CHAPTER 17: BRUISES & BROTHERHOOD

PART I: ELIO'S POV

The steering wheel groaned under Elio's grip the entire drive back to the Kings' estate. The image of Zara's throat—the perfect, brutal constellation of purple and black—was seared behind his eyes. Grey eyes. At the mansion.

Cassian.

He didn't bother parking properly. He abandoned the Aston Martin at the curb and stormed through the Georgian front doors, his silence more threatening than any shout.

Roman glanced up from his ledger in the oak-panelled study, a single eyebrow arched. "You look like absolute hell."

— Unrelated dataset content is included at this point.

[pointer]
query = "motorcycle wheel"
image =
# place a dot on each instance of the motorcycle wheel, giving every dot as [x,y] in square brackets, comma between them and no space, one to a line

"Where is he?" Elio's voice was pure gravel.

"Cassian? Not here."

"He's here."

He checked the private gym—empty, save for the wreckage of a heavy bag Soren had demolished earlier. He moved through the grand halls like a coming storm, his Italian loafers silent on the Persian runners. Reuben was lounging by the indoor pool, smirking at his phone.

"Seen Cassian?"

Reuben shrugged, not looking up. "Nah. Why? You two having a lovers' tiff?"

Elio was already walking away, his jaw tight enough to crack.

He found him in the library.

Cassian stood by the floor-to-ceiling window, a crystal tumbler of single malt in hand, staring out at the manicured grounds. He turned slowly, his grey eyes calm, assessing. "Elio."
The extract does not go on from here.